Takigawa O, Kanemoto N, Handa S
First Department of Internal Medicine, Tokai University School of Medicine, Kanagawa.
J Cardiol. 1998 Oct;32(4):235-45.
The significance of the early maximal negative T wave on electrocardiography was evaluated in 74 patients with initial acute anterior myocardial infarction (MI) admitted within 6 hours of onset. The relationship between the negative T wave and the severity of MI, as assessed by MI size and left ventricular dysfunction, was investigated. Serial electrocardiography, maximal creatine phosphokinase (CKmax), total myocardial perfusion index by thallium-201 single photon emission computed tomography myocardial scintigraphy, and left ventricular ejection fraction (LVEF) by technetium-99m scintigraphy were obtained. The amplitude of maximal negative T wave (NTmax) was observed between 4 and 96 hours after the onset (mean 46.3 +/- 19.3 hours). NTmax was significantly correlated with CKmax-1 (r = 0.613, p < 0.001) and with LVEF (r = 0.542, p < 0.002). Patients were divided into 3 groups based on NTmax: the deep negative T (DNT: NTmax > or = 10 mm) group, intermediate negative T (INT: 4 mm < or = NTmax < 10 mm) group and shallow negative T (SNT: NTmax < 4 mm) group. Compared with the SNT group, the DNT group revealed smaller CKmax (p < 0.05), more reduced LVEF and myocardial perfusion index (p < 0.05, respectively). The INT group had intermediate values. Serial electrocardiography of the DNT group showed the reappearance of R waves in leads V1-V4, normalization of the ST segment, and relatively early appearance of terminal T wave inversion (p < 0.05, respectively). NTmax reflects the infarct size, and is a clinically simple and useful parameter to estimate the severity of acute anterior myocardial infarction.

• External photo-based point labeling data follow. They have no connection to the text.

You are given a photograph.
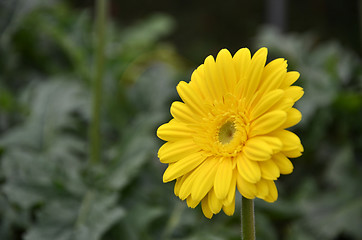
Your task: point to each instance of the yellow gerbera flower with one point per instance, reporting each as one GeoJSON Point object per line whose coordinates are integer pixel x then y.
{"type": "Point", "coordinates": [229, 131]}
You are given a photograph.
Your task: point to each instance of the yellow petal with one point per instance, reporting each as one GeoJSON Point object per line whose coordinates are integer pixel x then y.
{"type": "Point", "coordinates": [174, 151]}
{"type": "Point", "coordinates": [284, 164]}
{"type": "Point", "coordinates": [267, 123]}
{"type": "Point", "coordinates": [186, 187]}
{"type": "Point", "coordinates": [257, 149]}
{"type": "Point", "coordinates": [265, 103]}
{"type": "Point", "coordinates": [293, 153]}
{"type": "Point", "coordinates": [224, 63]}
{"type": "Point", "coordinates": [230, 208]}
{"type": "Point", "coordinates": [255, 72]}
{"type": "Point", "coordinates": [290, 140]}
{"type": "Point", "coordinates": [183, 166]}
{"type": "Point", "coordinates": [179, 182]}
{"type": "Point", "coordinates": [274, 143]}
{"type": "Point", "coordinates": [183, 113]}
{"type": "Point", "coordinates": [293, 118]}
{"type": "Point", "coordinates": [248, 169]}
{"type": "Point", "coordinates": [206, 208]}
{"type": "Point", "coordinates": [223, 179]}
{"type": "Point", "coordinates": [284, 104]}
{"type": "Point", "coordinates": [212, 78]}
{"type": "Point", "coordinates": [273, 192]}
{"type": "Point", "coordinates": [269, 170]}
{"type": "Point", "coordinates": [192, 203]}
{"type": "Point", "coordinates": [242, 59]}
{"type": "Point", "coordinates": [289, 79]}
{"type": "Point", "coordinates": [245, 188]}
{"type": "Point", "coordinates": [273, 75]}
{"type": "Point", "coordinates": [205, 179]}
{"type": "Point", "coordinates": [214, 203]}
{"type": "Point", "coordinates": [174, 131]}
{"type": "Point", "coordinates": [231, 194]}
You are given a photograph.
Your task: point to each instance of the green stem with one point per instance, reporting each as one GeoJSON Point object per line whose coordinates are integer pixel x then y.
{"type": "Point", "coordinates": [94, 130]}
{"type": "Point", "coordinates": [247, 219]}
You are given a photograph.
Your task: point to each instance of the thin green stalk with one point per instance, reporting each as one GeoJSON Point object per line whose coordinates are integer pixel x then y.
{"type": "Point", "coordinates": [95, 144]}
{"type": "Point", "coordinates": [247, 219]}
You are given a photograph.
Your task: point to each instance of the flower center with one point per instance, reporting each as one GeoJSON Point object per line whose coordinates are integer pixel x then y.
{"type": "Point", "coordinates": [226, 132]}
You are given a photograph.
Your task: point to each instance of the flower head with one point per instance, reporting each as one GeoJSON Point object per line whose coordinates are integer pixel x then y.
{"type": "Point", "coordinates": [229, 131]}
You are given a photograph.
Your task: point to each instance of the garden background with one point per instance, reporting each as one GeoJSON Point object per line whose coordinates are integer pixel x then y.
{"type": "Point", "coordinates": [49, 189]}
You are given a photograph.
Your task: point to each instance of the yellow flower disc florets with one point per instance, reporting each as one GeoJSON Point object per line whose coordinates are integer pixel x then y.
{"type": "Point", "coordinates": [229, 131]}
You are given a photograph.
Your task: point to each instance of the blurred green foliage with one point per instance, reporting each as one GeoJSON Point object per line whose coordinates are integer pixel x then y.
{"type": "Point", "coordinates": [48, 189]}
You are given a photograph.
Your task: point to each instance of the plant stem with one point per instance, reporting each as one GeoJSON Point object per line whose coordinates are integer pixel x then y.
{"type": "Point", "coordinates": [247, 219]}
{"type": "Point", "coordinates": [95, 144]}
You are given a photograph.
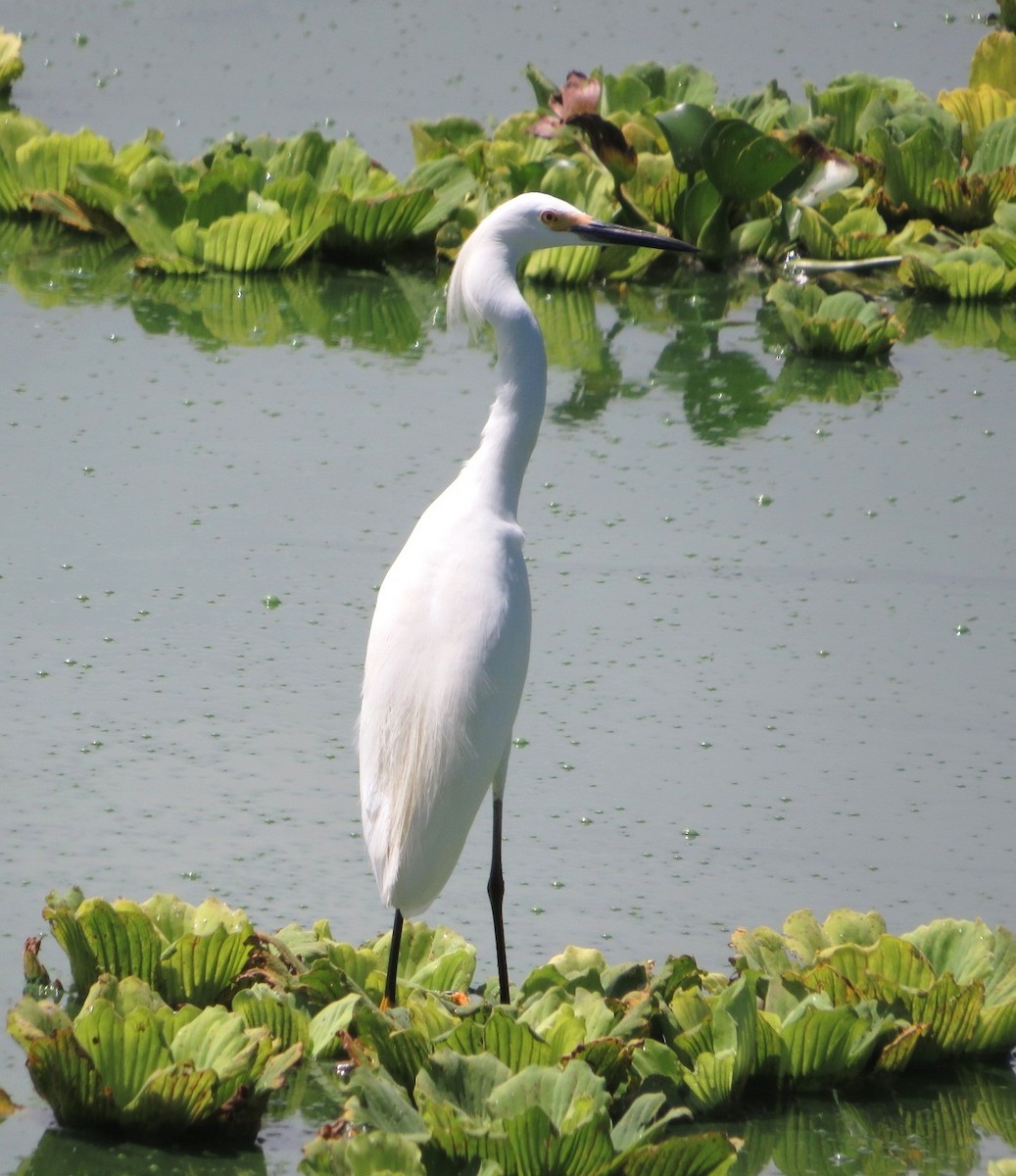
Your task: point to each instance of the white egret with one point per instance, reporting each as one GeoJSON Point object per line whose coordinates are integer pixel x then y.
{"type": "Point", "coordinates": [450, 642]}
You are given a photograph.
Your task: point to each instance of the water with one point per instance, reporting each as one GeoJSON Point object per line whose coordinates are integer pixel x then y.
{"type": "Point", "coordinates": [771, 603]}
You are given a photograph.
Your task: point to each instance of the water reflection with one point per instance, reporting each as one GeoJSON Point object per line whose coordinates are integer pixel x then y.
{"type": "Point", "coordinates": [936, 1123]}
{"type": "Point", "coordinates": [726, 388]}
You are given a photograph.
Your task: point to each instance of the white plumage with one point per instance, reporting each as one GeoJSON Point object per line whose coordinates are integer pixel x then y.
{"type": "Point", "coordinates": [450, 642]}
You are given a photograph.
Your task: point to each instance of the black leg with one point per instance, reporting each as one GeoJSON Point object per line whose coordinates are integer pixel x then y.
{"type": "Point", "coordinates": [495, 891]}
{"type": "Point", "coordinates": [393, 963]}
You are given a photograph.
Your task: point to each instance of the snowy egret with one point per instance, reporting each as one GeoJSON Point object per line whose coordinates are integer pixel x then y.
{"type": "Point", "coordinates": [450, 642]}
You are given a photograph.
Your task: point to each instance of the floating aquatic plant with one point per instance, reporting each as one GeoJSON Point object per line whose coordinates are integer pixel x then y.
{"type": "Point", "coordinates": [264, 204]}
{"type": "Point", "coordinates": [969, 274]}
{"type": "Point", "coordinates": [11, 64]}
{"type": "Point", "coordinates": [844, 324]}
{"type": "Point", "coordinates": [186, 954]}
{"type": "Point", "coordinates": [592, 1065]}
{"type": "Point", "coordinates": [129, 1062]}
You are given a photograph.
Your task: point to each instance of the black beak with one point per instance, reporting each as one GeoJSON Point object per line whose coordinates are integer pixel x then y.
{"type": "Point", "coordinates": [601, 233]}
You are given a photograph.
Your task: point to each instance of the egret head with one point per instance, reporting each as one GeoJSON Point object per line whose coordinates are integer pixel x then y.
{"type": "Point", "coordinates": [521, 226]}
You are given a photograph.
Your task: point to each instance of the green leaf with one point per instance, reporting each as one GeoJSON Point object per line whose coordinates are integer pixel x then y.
{"type": "Point", "coordinates": [11, 64]}
{"type": "Point", "coordinates": [374, 1153]}
{"type": "Point", "coordinates": [264, 1005]}
{"type": "Point", "coordinates": [45, 163]}
{"type": "Point", "coordinates": [504, 1038]}
{"type": "Point", "coordinates": [744, 163]}
{"type": "Point", "coordinates": [244, 241]}
{"type": "Point", "coordinates": [693, 1155]}
{"type": "Point", "coordinates": [465, 1081]}
{"type": "Point", "coordinates": [371, 227]}
{"type": "Point", "coordinates": [685, 128]}
{"type": "Point", "coordinates": [198, 968]}
{"type": "Point", "coordinates": [383, 1104]}
{"type": "Point", "coordinates": [996, 147]}
{"type": "Point", "coordinates": [328, 1026]}
{"type": "Point", "coordinates": [993, 63]}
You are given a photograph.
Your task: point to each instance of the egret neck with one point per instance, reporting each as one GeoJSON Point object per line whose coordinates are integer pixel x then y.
{"type": "Point", "coordinates": [499, 465]}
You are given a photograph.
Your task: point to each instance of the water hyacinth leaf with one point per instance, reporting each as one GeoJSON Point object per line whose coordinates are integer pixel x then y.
{"type": "Point", "coordinates": [433, 957]}
{"type": "Point", "coordinates": [912, 166]}
{"type": "Point", "coordinates": [174, 917]}
{"type": "Point", "coordinates": [993, 63]}
{"type": "Point", "coordinates": [11, 64]}
{"type": "Point", "coordinates": [129, 1062]}
{"type": "Point", "coordinates": [818, 1041]}
{"type": "Point", "coordinates": [382, 1104]}
{"type": "Point", "coordinates": [510, 1041]}
{"type": "Point", "coordinates": [304, 156]}
{"type": "Point", "coordinates": [965, 274]}
{"type": "Point", "coordinates": [447, 136]}
{"type": "Point", "coordinates": [123, 1050]}
{"type": "Point", "coordinates": [369, 227]}
{"type": "Point", "coordinates": [844, 326]}
{"type": "Point", "coordinates": [175, 1099]}
{"type": "Point", "coordinates": [891, 958]}
{"type": "Point", "coordinates": [60, 912]}
{"type": "Point", "coordinates": [568, 1098]}
{"type": "Point", "coordinates": [976, 107]}
{"type": "Point", "coordinates": [154, 239]}
{"type": "Point", "coordinates": [375, 1153]}
{"type": "Point", "coordinates": [244, 241]}
{"type": "Point", "coordinates": [198, 968]}
{"type": "Point", "coordinates": [100, 938]}
{"type": "Point", "coordinates": [693, 1155]}
{"type": "Point", "coordinates": [762, 950]}
{"type": "Point", "coordinates": [32, 1020]}
{"type": "Point", "coordinates": [65, 1076]}
{"type": "Point", "coordinates": [328, 1026]}
{"type": "Point", "coordinates": [742, 162]}
{"type": "Point", "coordinates": [685, 127]}
{"type": "Point", "coordinates": [464, 1081]}
{"type": "Point", "coordinates": [996, 147]}
{"type": "Point", "coordinates": [45, 163]}
{"type": "Point", "coordinates": [644, 1121]}
{"type": "Point", "coordinates": [277, 1012]}
{"type": "Point", "coordinates": [962, 948]}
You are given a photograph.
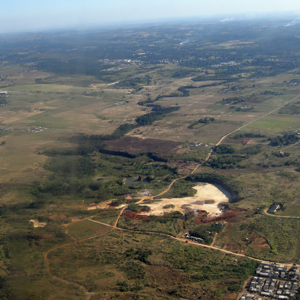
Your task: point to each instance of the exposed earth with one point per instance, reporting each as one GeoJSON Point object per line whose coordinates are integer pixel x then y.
{"type": "Point", "coordinates": [208, 198]}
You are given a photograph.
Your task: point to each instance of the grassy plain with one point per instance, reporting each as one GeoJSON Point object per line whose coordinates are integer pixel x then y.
{"type": "Point", "coordinates": [53, 175]}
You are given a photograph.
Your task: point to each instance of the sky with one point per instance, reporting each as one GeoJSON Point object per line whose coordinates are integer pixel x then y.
{"type": "Point", "coordinates": [36, 15]}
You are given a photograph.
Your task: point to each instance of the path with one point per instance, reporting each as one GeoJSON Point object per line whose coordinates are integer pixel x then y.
{"type": "Point", "coordinates": [277, 216]}
{"type": "Point", "coordinates": [115, 226]}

对74例发病6小时内入院的初发急性前壁心肌梗死(MI)患者,评估心电图早期最大负向T波的意义。研究了负向T波与通过梗死面积和左心室功能障碍评估的MI严重程度之间的关系。获取了系列心电图、最大肌酸磷酸激酶(CKmax)、通过铊-201单光子发射计算机断层心肌显像得到的总心肌灌注指数,以及通过锝-99m显像得到的左心室射血分数(LVEF)。在发病后4至96小时观察最大负向T波(NTmax)的振幅(平均46.3±19.3小时)。NTmax与CKmax-1显著相关(r = 0.613,p < 0.001),与LVEF也显著相关(r = 0.542,p < 0.002)。根据NTmax将患者分为3组:深负向T波(DNT:NTmax≥10 mm)组、中度负向T波(INT:4 mm≤NTmax < 10 mm)组和浅负向T波(SNT:NTmax < 4 mm)组。与SNT组相比,DNT组的CKmax较小(p < 0.05),LVEF和心肌灌注指数降低更明显(分别为p < 0.05)。INT组的值处于中间水平。DNT组的系列心电图显示V1-V4导联R波再现、ST段恢复正常以及终末T波倒置相对较早出现(分别为p < 0.05)。NTmax反映梗死面积,是评估急性前壁心肌梗死严重程度的一个临床简单且有用的参数。